Ten years after Pearl’s death, there are many in this country who believe the “war on terror” is something for the history books, put on a shelf and forgotten. Al-Qaeda has received severe blows. Mohammad was subsequently arrested and after much legal wrangling, will eventually face trial before a military commission at Guantanamo Bay for his role in Pearl’s death as well as the 9/11 attacks. But the terrorists are still out there and, with their allies the Taliban still holding their own in Afghanistan, hold out hope for a revival of their cause.
Even more to the point, Islamists who sympathize with Pearl’s killers and share much of their ideology–such as the Muslim Brotherhood in Egypt and the Palestinian group Hamas–are on the upswing. The Brotherhood controls Egypt’s new parliament with other Islamists while Hamas appears poised to expand its sway over Palestinian society from Gaza to the West Bank via a unity pact with Fatah.
The anniversary of Pearl’s abduction should remind us that those who spread hatred of the West and of the Jews are generally not satisfied with merely talking about killing Jews. These groups pose a direct threat to world peace, and the United States must not be gulled into seeing them as people with whom we can do business. For them, Daniel Pearl’s admission of his Jewish identity and his ties with the people and the land of Israel justified his death. For us, they are an expression of pride.

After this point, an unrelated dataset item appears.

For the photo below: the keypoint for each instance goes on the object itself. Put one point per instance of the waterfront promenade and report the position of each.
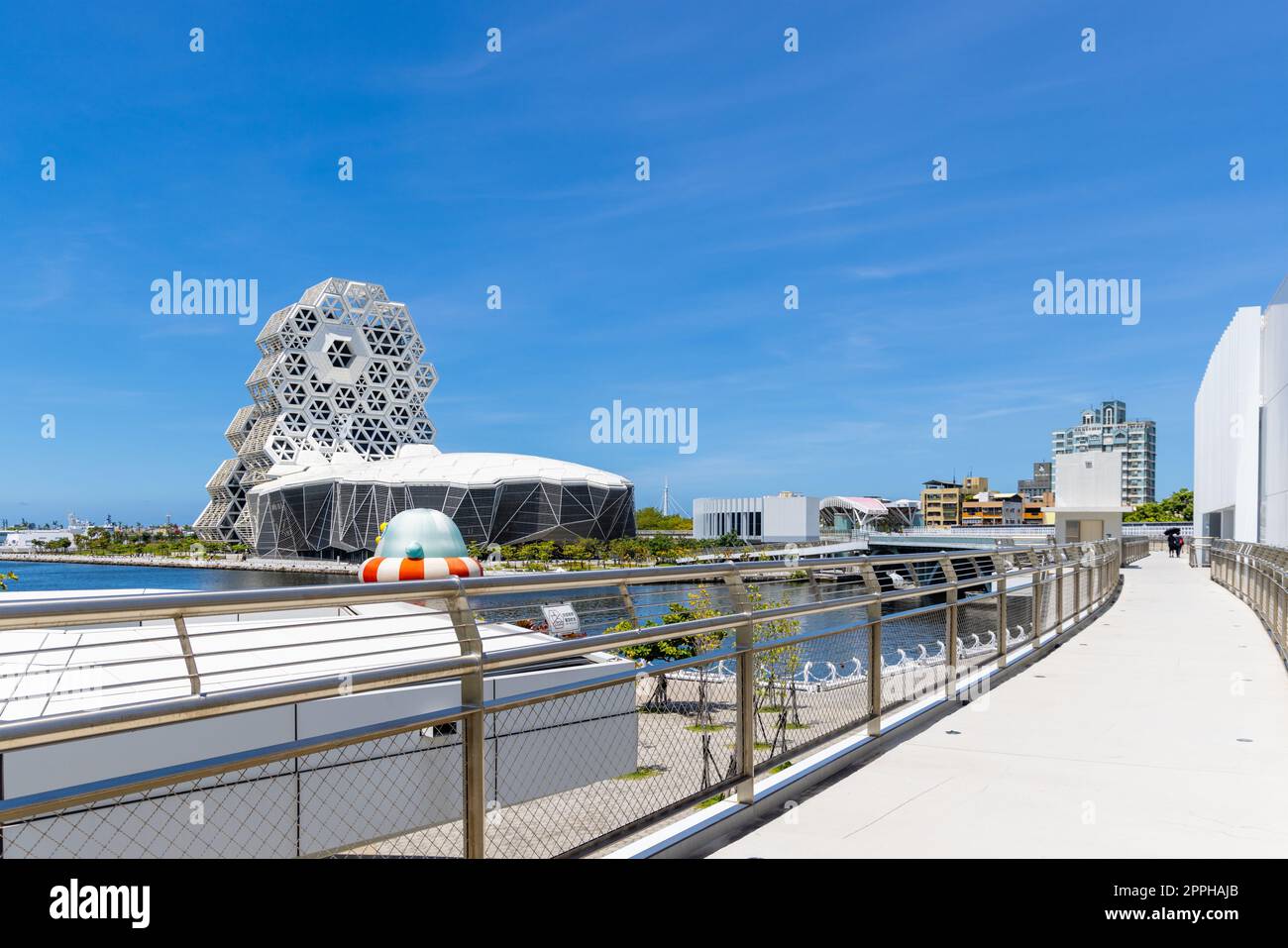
(1158, 730)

Daniel Pearl was an open, inquisitive and honest journalist who bore no grudges against those of other nationalities and faiths. For this as well as for his American and Jewish identities, those for whom such qualities are anathema marked him for death. But though this anniversary is a sad one, his last words must also serve as a reassurance the Islamists who murdered him will not prevail. Though an Islamist winter has followed the Arab spring, the words “I am Jewish” resonate today as the cry of a Jewish people who will not perish. May Pearl’s memory be for a blessing.